Use Data Transmission Service (DTS) to continuously replicate row-level changes from an ApsaraDB RDS for MySQL instance to a DataHub project. This lets downstream stream computing and real-time analytics pipelines consume change events as they occur.
Prerequisites
Before you begin, make sure that you have:
An ApsaraDB RDS for MySQL instance. To create one, see Create an RDS for MySQL instance. For supported MySQL versions, see Overview of data synchronization scenarios.
DataHub service activated and a destination project created. See Quick Start and Manage projects.
Binary logging enabled and correctly configured on the source instance. See Binary logging requirements below.
Supported synchronization topologies
One-way one-to-one synchronization
One-way one-to-many synchronization
One-way many-to-one synchronization
For details, see Data synchronization topologies.
Supported SQL operations
| Operation type | SQL operations |
|---|---|
| DML | INSERT, UPDATE, DELETE |
| DDL | ADD COLUMN |
Usage notes
What DTS does not synchronize
DTS does not synchronize foreign keys, so cascade and delete operations on the source are not replicated to the destination. The following object types are also excluded: indexes, partitions, views, procedures, functions, triggers, and foreign keys.

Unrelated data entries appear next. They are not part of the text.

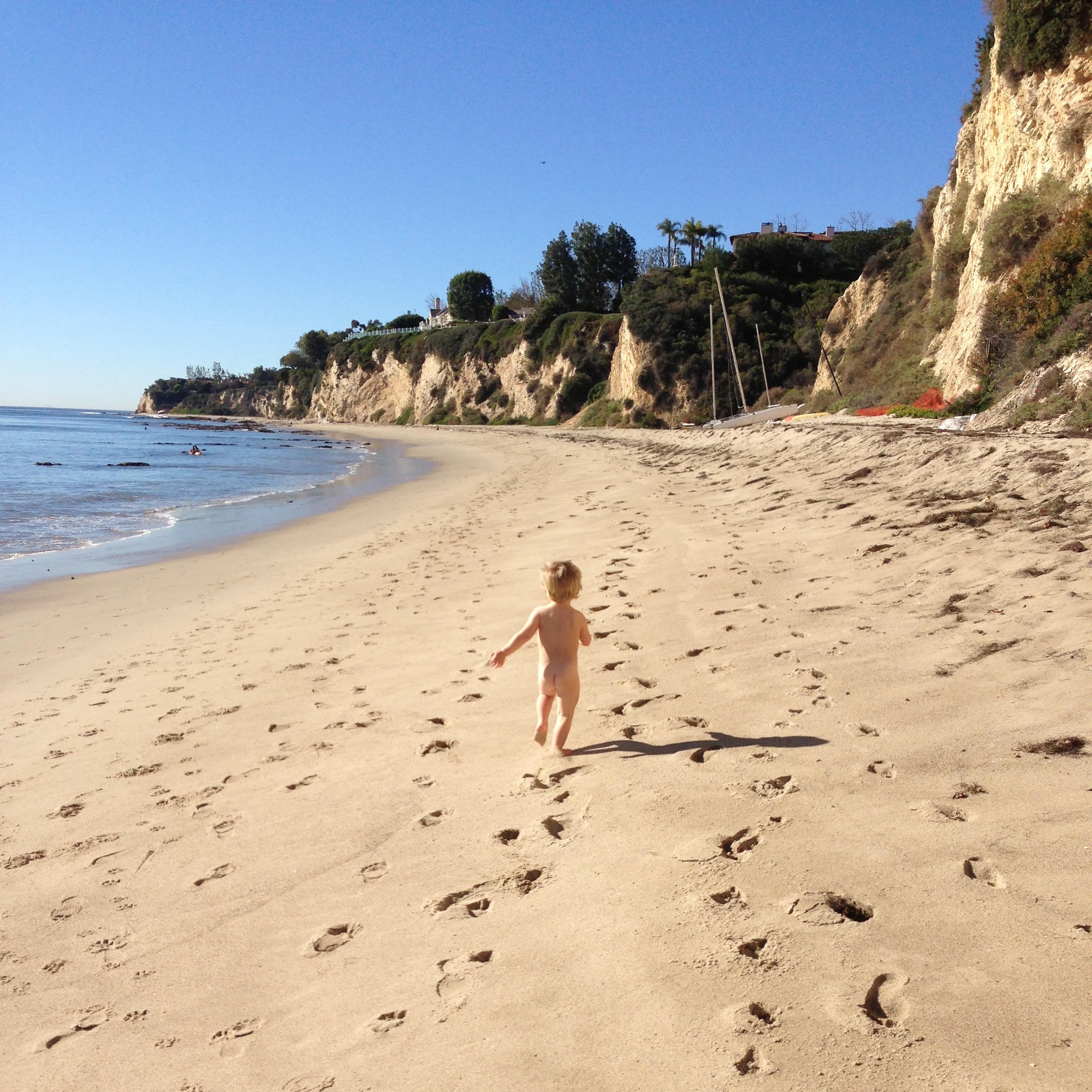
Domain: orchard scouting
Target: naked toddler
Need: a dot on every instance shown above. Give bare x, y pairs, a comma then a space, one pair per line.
562, 629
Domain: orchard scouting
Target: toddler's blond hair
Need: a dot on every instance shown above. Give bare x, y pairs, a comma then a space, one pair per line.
562, 580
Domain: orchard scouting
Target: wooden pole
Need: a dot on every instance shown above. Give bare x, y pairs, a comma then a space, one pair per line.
823, 352
766, 383
712, 359
732, 347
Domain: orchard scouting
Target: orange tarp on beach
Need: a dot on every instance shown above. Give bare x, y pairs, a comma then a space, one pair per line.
931, 400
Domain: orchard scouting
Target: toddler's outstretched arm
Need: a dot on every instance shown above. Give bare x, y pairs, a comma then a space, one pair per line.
497, 660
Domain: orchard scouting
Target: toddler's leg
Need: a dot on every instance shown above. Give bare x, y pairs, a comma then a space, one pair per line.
568, 695
545, 701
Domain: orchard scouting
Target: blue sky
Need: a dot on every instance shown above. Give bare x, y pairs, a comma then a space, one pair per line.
188, 183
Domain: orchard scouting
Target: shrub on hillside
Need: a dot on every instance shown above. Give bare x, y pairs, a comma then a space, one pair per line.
1037, 35
1054, 280
470, 296
1019, 223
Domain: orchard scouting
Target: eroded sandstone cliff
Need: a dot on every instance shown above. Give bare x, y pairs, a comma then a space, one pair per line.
1024, 131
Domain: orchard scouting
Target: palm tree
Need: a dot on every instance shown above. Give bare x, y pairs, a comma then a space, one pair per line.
715, 233
670, 228
691, 231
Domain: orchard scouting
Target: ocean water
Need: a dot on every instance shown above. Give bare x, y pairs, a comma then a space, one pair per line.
89, 513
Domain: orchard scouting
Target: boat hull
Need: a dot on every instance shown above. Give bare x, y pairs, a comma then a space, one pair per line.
770, 413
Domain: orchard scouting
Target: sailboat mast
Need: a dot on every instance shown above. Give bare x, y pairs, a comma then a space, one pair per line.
766, 383
732, 347
712, 359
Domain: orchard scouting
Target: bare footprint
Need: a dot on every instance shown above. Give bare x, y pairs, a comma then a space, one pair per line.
776, 786
437, 747
981, 869
335, 937
74, 1030
226, 1038
884, 1003
458, 978
387, 1022
218, 874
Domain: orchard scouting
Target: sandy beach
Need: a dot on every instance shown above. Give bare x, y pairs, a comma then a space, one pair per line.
269, 822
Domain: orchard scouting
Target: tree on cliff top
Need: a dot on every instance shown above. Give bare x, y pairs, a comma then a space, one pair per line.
470, 296
1037, 35
588, 270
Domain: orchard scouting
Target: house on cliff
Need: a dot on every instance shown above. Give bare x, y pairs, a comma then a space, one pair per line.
767, 228
438, 317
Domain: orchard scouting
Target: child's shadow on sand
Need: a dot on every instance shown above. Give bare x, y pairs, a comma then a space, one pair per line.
715, 740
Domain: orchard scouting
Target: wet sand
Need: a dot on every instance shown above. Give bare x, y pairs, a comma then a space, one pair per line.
269, 822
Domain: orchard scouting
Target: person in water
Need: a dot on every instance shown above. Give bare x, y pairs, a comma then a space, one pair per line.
562, 629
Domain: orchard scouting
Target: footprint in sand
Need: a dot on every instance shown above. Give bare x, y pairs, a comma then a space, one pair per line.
387, 1022
459, 976
776, 786
830, 908
218, 874
308, 1085
735, 845
703, 755
982, 869
945, 813
731, 897
966, 789
74, 1030
438, 747
303, 783
332, 939
752, 1063
757, 1018
754, 948
884, 1002
862, 730
69, 908
66, 812
228, 1039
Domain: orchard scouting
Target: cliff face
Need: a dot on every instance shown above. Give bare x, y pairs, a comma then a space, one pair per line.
473, 389
1024, 131
476, 390
282, 400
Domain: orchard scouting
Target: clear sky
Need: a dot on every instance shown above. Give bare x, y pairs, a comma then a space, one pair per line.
188, 183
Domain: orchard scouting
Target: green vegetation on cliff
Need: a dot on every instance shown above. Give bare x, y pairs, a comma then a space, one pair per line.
767, 282
881, 364
1038, 35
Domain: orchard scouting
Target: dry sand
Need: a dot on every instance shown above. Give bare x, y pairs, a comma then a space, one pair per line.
268, 822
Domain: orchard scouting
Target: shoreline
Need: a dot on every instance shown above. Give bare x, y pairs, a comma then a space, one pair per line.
215, 525
288, 757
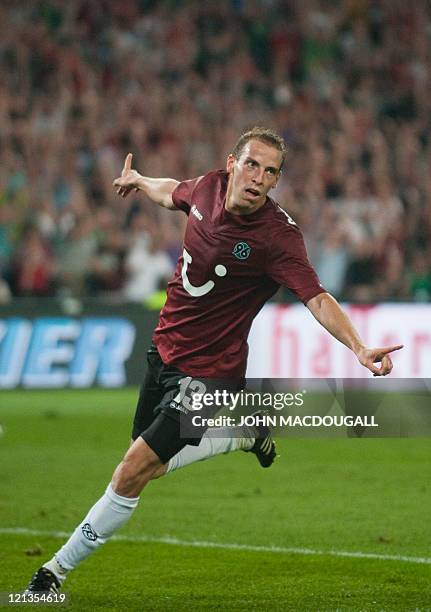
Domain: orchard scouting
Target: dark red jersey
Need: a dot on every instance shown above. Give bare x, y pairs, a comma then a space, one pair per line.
230, 266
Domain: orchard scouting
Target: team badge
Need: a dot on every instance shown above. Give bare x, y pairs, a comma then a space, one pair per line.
89, 533
241, 250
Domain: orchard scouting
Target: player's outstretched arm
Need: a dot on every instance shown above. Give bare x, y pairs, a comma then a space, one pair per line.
157, 189
329, 313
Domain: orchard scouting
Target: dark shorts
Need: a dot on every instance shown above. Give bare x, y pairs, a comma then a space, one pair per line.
165, 409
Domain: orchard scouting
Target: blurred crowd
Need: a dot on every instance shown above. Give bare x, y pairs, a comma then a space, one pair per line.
85, 81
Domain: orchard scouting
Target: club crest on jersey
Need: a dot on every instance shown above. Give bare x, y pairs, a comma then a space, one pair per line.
196, 213
241, 250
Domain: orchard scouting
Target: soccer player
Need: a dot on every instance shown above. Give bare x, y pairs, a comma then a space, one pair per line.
239, 247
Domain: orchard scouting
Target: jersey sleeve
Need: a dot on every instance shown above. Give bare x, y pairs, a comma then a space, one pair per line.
288, 264
182, 194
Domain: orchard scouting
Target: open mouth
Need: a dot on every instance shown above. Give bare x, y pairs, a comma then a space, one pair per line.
253, 192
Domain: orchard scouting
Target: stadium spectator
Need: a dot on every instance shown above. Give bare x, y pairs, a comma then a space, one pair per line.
346, 83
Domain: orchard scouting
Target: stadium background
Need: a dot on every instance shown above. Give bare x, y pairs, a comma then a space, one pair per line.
83, 83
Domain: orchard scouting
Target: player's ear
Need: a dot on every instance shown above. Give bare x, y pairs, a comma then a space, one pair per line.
230, 162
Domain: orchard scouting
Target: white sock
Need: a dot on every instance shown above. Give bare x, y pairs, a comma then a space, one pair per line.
107, 515
215, 441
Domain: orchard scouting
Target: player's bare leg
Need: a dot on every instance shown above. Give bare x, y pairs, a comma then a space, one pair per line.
222, 440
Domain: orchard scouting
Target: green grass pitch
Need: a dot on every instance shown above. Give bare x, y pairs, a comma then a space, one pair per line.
58, 451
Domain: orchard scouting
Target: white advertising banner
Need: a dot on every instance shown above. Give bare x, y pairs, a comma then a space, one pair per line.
287, 342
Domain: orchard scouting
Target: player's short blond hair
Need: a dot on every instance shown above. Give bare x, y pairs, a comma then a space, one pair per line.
264, 135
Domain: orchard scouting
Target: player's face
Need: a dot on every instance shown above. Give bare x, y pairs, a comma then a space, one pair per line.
252, 175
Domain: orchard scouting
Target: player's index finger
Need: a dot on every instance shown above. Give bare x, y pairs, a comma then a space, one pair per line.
391, 349
128, 162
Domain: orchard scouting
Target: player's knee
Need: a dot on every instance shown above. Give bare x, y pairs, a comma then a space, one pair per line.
160, 471
136, 469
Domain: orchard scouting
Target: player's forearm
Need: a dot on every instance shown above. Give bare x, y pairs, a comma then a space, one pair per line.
158, 189
329, 313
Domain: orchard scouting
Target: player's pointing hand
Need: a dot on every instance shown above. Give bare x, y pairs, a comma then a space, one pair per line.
368, 357
129, 179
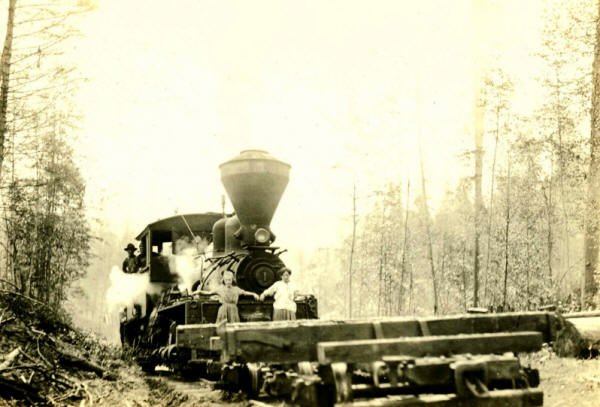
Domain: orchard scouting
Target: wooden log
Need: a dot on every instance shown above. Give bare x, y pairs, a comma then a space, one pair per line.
581, 314
578, 337
10, 358
196, 336
496, 398
375, 349
70, 359
295, 341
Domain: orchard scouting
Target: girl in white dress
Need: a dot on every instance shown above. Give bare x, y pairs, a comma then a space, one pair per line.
284, 292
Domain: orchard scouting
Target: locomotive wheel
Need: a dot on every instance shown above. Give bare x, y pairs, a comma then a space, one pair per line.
253, 384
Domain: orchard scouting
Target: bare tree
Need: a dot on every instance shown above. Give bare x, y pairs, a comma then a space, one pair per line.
5, 68
590, 286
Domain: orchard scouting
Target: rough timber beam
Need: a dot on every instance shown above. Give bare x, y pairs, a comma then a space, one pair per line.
375, 349
496, 398
295, 341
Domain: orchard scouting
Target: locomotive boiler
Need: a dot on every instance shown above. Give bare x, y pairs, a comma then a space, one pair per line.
155, 327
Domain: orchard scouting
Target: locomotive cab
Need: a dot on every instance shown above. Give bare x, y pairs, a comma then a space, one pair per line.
242, 244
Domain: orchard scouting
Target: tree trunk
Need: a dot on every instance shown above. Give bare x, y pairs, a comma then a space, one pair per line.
352, 249
5, 61
428, 231
506, 241
590, 286
404, 247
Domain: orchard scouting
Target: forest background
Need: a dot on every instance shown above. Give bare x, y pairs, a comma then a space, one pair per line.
507, 232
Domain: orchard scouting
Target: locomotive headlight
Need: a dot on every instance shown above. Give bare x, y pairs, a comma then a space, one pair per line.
262, 235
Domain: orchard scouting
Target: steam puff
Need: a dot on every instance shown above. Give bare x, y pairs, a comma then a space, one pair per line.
187, 263
126, 289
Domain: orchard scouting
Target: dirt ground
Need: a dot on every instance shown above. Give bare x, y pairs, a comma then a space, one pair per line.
568, 381
565, 382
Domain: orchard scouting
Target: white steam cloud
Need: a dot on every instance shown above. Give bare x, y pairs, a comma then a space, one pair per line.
126, 289
187, 263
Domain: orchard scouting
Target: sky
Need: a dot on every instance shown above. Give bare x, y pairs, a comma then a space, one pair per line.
341, 90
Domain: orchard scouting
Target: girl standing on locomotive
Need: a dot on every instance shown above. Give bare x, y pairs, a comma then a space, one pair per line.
228, 297
284, 307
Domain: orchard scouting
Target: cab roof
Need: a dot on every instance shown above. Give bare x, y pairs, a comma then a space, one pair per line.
199, 223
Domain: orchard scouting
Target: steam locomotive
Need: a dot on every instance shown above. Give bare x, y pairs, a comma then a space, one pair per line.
155, 327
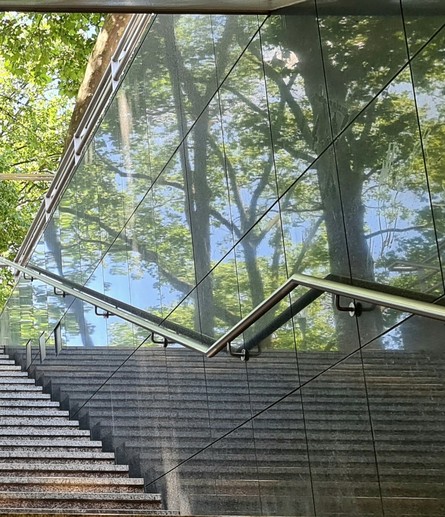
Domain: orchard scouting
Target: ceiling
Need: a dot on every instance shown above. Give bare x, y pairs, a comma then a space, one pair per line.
338, 7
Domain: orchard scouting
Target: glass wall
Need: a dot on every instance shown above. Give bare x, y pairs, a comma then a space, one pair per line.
241, 150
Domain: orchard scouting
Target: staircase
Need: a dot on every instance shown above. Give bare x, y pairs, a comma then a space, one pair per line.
48, 466
165, 406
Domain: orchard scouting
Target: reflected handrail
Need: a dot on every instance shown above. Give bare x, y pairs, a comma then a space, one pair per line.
364, 292
102, 302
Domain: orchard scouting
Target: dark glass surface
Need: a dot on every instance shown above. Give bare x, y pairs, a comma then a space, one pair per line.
428, 75
405, 388
361, 56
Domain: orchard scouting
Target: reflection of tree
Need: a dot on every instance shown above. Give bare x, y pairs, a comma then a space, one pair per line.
216, 132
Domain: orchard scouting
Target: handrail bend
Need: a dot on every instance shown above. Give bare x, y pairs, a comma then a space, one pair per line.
81, 294
317, 286
363, 294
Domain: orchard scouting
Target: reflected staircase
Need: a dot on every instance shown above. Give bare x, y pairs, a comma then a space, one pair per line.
48, 466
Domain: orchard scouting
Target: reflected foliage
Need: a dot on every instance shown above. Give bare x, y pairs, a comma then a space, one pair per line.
241, 150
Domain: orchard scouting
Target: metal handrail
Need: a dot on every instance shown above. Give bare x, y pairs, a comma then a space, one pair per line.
113, 74
317, 286
363, 294
110, 308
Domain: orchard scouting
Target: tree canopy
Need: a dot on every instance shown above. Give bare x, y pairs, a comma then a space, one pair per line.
42, 62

Source database requirements
| Requirement | Details |
|---|---|
| Primary key or unique constraint | Tables must have a PRIMARY KEY or UNIQUE constraint with all fields unique. Without this, the destination may contain duplicate records. |
| Table count limit when renaming | If you select individual tables and need to rename objects, a single task supports up to 1,000 tables. For larger sets, split across multiple tasks or synchronize the entire database. |
| No DDL during synchronization | Do not run DDL statements that change database or table schemas during schema synchronization or full data synchronization. Doing so causes the task to fail. |
| Physical backup or cascade changes | Change data generated by physical backup restoration or cascade operations is not captured during an active synchronization. To include this data, remove the affected tables from the task scope, then re-add them. See Modify the objects to be synchronized. |
| Invisible columns (MySQL 8.0.23+) | Invisible columns cannot be captured, which causes data loss. To make a column visible, run: ALTER TABLE <table_name> ALTER COLUMN <column_name> SET VISIBLE; Tables without explicit primary keys automatically generate invisible primary keys — make these visible too. See Invisible Columns and Generated Invisible Primary Keys. |
Destination DataHub limits
A single string field cannot exceed 2 MB.
If a source table has a column named
record_id, use the object name mapping feature to rename it in the destination. Otherwise, an error occurs.
Encryption and EncDB
TDE (Transparent Data Encryption): Fully supported — schema synchronization, full data synchronization, and incremental data synchronization all work.
EncDB: Full data synchronization is not supported. No workaround is available; use a non-EncDB source if full data synchronization is required.
Data consistency
Writing data to the destination from sources other than DTS while a task is running causes data inconsistency. This includes running online DDL statements via DMS while other writes occur.
Task recovery
If a DTS task fails, DTS technical support restores it within 8 hours. During recovery, the task may be restarted and task-level parameters may be adjusted. Source and destination database parameters are not modified.
Binary logging requirements
Configure binary logging on the source database before starting the task.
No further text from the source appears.